Czechs in no rush to join eurozone: president
The Czech Republic is in no rush to adopt the euro in light of the problems certain eurozone countries are suffering, Czech President Vaclav Klaus said Monday.
"We are not rushing to enter the eurozone. This is the dominant position in the Czech Republic," Klaus, a former economist, said after meeting his German counterpart Christian Wulff.
"After this year's euro crisis, there is no clearly defined group in the Czech Republic -- the government, the parliament, the central bank -- which would recommend accession to the eurozone in the foreseeable future," he added.
On Sunday, Ireland said it would receive a bailout from the European Union and the International Monetary Fund that could reach up to 90 billion euros (123 billion dollars) following another eurozone struggler Greece, which received a 110-billion-euro cash injection from the EU-IMF earlier this year.
Several other eurozone members including Spain and Portugal are also a source of concern for the EU.
"Although we are not eurozone members, it is no pleasure for us to discover one problem experienced by a eurozone country after another," said Klaus, a staunch eurosceptic known for his distaste for economic regulation.

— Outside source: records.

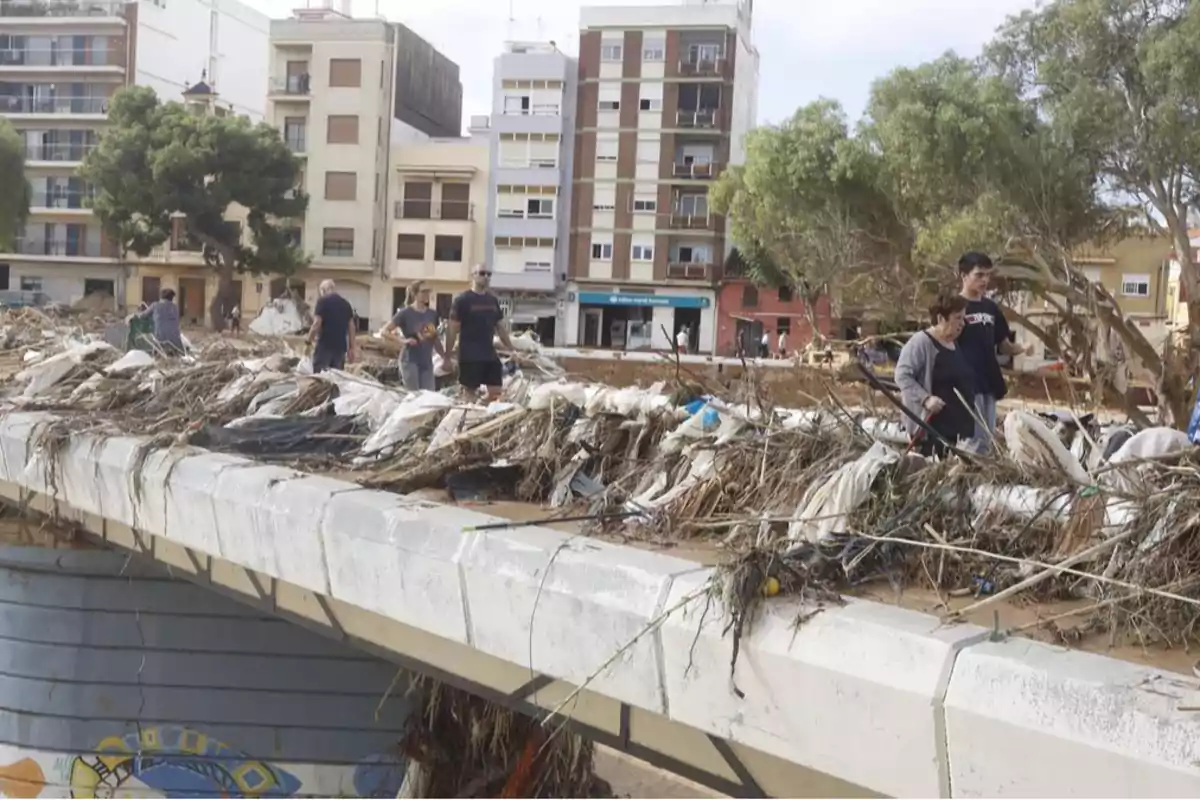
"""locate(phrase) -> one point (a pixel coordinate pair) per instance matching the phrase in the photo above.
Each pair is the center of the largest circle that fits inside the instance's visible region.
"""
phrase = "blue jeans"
(985, 407)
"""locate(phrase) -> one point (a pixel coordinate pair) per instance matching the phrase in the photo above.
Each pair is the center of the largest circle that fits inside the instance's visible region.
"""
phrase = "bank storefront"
(640, 319)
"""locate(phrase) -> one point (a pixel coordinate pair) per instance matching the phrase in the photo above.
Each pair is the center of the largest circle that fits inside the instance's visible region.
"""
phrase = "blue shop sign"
(641, 300)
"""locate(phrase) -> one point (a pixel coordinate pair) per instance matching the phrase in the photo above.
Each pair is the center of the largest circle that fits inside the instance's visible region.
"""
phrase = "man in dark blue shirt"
(475, 320)
(984, 336)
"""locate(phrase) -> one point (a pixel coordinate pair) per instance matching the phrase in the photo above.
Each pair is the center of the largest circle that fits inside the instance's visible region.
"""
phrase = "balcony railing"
(61, 8)
(689, 271)
(705, 118)
(683, 221)
(702, 66)
(53, 106)
(57, 247)
(60, 56)
(61, 200)
(291, 85)
(456, 210)
(697, 170)
(59, 151)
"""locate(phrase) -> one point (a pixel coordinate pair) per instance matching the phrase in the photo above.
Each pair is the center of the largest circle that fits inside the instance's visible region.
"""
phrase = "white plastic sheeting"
(277, 318)
(825, 507)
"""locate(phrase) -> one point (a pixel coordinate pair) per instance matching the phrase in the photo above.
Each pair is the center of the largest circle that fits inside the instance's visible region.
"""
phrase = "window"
(448, 248)
(342, 128)
(339, 241)
(341, 186)
(411, 247)
(346, 73)
(1135, 286)
(607, 148)
(540, 208)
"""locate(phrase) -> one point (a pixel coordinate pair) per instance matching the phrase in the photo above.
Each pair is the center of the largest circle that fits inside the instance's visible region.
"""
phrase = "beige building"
(439, 218)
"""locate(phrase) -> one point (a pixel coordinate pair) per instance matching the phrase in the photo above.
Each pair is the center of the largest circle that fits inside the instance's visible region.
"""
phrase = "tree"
(804, 205)
(16, 196)
(161, 162)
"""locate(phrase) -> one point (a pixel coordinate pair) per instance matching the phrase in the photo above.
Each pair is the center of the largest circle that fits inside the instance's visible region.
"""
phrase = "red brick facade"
(739, 300)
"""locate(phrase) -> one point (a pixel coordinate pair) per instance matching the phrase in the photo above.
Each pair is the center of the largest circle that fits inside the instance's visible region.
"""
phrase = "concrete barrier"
(885, 699)
(1025, 720)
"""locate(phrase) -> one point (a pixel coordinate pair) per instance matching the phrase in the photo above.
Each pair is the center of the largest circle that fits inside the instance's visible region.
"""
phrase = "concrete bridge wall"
(864, 699)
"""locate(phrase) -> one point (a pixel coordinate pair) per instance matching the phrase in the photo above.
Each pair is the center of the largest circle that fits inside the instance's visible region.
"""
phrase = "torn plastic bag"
(294, 435)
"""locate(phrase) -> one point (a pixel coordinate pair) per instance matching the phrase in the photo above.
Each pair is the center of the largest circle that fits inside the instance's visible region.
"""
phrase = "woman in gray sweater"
(934, 377)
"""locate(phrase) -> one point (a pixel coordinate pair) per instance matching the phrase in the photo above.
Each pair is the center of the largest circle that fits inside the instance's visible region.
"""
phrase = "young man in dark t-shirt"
(333, 330)
(475, 319)
(984, 336)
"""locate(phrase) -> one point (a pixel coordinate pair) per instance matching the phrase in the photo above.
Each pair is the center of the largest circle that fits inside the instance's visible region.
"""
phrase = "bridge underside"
(725, 767)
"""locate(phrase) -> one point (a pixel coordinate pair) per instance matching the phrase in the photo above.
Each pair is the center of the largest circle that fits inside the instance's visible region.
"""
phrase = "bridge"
(863, 699)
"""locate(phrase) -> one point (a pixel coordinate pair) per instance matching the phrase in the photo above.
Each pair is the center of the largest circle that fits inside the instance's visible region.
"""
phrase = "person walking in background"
(418, 326)
(475, 320)
(165, 314)
(985, 335)
(333, 330)
(935, 380)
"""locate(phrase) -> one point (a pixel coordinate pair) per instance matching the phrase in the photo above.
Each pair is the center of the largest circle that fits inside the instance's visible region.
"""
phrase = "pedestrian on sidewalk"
(415, 326)
(334, 329)
(475, 320)
(984, 336)
(933, 372)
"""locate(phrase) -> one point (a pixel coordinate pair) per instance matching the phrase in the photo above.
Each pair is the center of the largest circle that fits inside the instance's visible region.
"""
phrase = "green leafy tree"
(16, 194)
(159, 162)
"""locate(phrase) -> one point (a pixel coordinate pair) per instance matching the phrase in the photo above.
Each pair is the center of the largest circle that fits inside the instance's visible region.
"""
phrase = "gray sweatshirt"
(915, 376)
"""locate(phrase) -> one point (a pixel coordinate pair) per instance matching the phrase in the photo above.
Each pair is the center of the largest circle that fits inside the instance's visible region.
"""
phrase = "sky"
(808, 48)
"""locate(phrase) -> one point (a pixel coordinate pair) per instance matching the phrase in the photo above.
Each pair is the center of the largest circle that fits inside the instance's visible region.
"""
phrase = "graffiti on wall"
(180, 762)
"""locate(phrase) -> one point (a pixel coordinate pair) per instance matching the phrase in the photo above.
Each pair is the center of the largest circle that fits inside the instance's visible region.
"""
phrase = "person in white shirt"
(682, 341)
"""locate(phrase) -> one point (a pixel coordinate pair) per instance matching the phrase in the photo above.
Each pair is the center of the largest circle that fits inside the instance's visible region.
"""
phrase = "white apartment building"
(666, 96)
(60, 62)
(528, 220)
(342, 94)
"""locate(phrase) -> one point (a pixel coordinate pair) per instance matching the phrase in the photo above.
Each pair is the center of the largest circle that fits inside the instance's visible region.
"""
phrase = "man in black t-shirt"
(984, 336)
(333, 330)
(475, 319)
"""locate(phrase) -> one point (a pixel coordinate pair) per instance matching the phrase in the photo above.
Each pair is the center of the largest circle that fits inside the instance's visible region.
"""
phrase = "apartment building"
(666, 95)
(533, 142)
(335, 89)
(439, 220)
(60, 62)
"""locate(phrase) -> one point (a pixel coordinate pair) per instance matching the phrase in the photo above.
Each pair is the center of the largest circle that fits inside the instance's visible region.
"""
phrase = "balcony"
(63, 247)
(61, 200)
(701, 119)
(683, 221)
(33, 59)
(49, 8)
(695, 170)
(55, 106)
(293, 86)
(448, 210)
(59, 152)
(702, 66)
(690, 271)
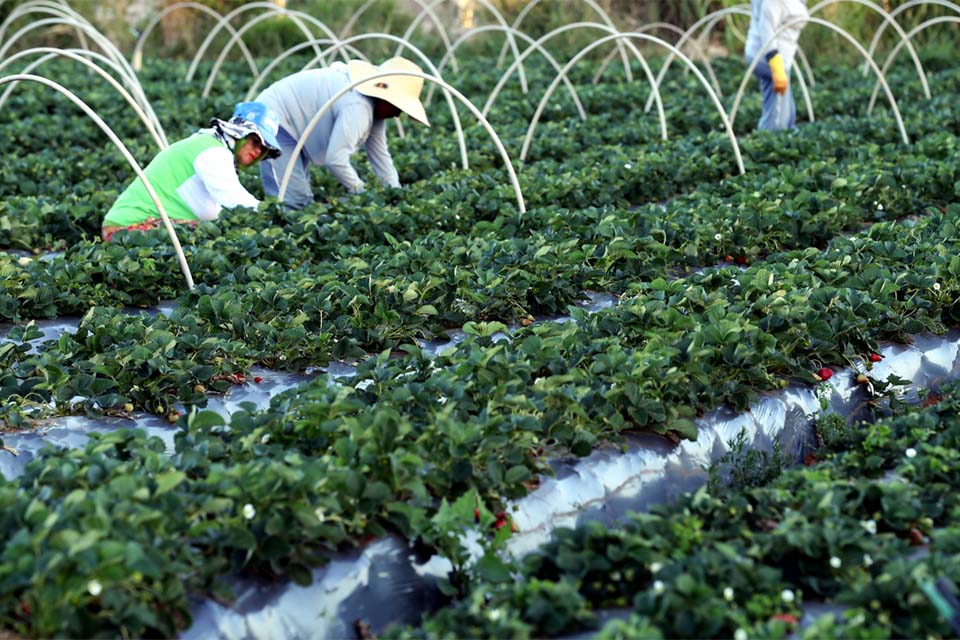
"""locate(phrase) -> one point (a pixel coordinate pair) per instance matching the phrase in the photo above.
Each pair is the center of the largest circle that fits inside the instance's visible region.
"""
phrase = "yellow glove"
(779, 74)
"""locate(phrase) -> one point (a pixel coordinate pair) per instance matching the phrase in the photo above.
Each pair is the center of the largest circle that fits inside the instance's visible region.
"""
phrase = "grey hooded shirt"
(347, 126)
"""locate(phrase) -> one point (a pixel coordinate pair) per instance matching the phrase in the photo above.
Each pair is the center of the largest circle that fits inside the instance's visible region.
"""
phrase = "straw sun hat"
(403, 92)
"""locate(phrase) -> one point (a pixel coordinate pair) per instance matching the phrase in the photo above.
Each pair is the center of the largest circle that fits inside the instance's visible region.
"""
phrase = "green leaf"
(168, 480)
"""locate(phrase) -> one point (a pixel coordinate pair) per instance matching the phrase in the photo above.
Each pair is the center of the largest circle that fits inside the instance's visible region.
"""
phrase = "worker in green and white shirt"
(196, 177)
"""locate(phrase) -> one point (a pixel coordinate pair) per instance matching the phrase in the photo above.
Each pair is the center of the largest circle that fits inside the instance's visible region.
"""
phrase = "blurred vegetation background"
(181, 31)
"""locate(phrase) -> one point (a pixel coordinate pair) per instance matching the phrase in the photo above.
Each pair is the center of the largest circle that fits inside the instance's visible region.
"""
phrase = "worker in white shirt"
(773, 70)
(358, 118)
(196, 177)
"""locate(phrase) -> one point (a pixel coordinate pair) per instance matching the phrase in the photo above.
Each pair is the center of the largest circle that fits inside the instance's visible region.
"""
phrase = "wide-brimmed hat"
(264, 122)
(403, 92)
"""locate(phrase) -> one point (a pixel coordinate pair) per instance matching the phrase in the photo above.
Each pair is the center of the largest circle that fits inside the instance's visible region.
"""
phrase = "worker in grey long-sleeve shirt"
(358, 118)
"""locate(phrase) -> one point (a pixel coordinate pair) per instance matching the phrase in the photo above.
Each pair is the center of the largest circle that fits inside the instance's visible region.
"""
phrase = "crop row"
(389, 448)
(866, 528)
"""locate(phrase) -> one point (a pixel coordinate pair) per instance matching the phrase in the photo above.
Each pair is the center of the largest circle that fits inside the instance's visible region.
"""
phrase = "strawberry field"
(415, 370)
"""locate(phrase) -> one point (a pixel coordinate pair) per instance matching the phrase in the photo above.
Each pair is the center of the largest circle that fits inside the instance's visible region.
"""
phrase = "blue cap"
(266, 122)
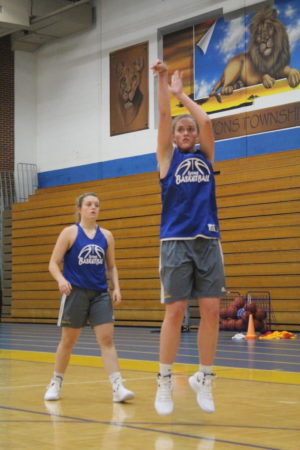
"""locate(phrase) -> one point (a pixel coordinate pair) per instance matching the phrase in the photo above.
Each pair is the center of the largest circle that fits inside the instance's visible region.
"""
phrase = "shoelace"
(165, 386)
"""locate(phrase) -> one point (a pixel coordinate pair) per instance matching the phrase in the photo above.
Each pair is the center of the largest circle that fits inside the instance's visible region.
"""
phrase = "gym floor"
(257, 394)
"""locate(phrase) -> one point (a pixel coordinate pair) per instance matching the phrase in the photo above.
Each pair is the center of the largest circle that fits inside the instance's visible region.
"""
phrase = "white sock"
(165, 369)
(205, 369)
(115, 377)
(58, 375)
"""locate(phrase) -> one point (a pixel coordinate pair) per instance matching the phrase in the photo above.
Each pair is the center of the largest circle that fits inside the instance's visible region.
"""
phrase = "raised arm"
(206, 136)
(164, 137)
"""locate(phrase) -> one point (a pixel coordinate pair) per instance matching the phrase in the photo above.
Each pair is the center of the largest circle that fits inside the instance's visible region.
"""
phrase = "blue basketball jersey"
(189, 206)
(84, 262)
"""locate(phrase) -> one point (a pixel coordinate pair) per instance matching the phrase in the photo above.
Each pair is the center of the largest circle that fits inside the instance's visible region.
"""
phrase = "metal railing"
(15, 186)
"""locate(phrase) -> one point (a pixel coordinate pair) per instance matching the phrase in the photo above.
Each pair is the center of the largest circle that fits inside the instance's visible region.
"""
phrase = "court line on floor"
(140, 428)
(270, 376)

"As a country with very close economic ties with Germany and Europe in general, we see any problem in the eurozone as a problem for us too," he added.
The Czech Republic, a country of 10.5 million pledged to adopt the euro when it joined the European Union in 2004, but its government has been putting off the entry date and its current centre-right government has not yet fixed a euro entry date since it took office in July.
But it has announced harsh austerity steps to put the country's public finances battered by the global economic slump back on track, planning a public deficit under the eurozone limit of 3.0 percent of gross domestic product by 2013.
The Czech economy driven by the auto industry grew at an annual pace of 3.0 percent in the third quarter of the year after slumping by 4.1 percent in full-year 2009 as the global downturn stifled demand for its exports.
The Czech central bank expects the country's economy to grow by 2.3 percent this year before a slowdown to 1.2-percent growth caused by the cabinet's austerity measures.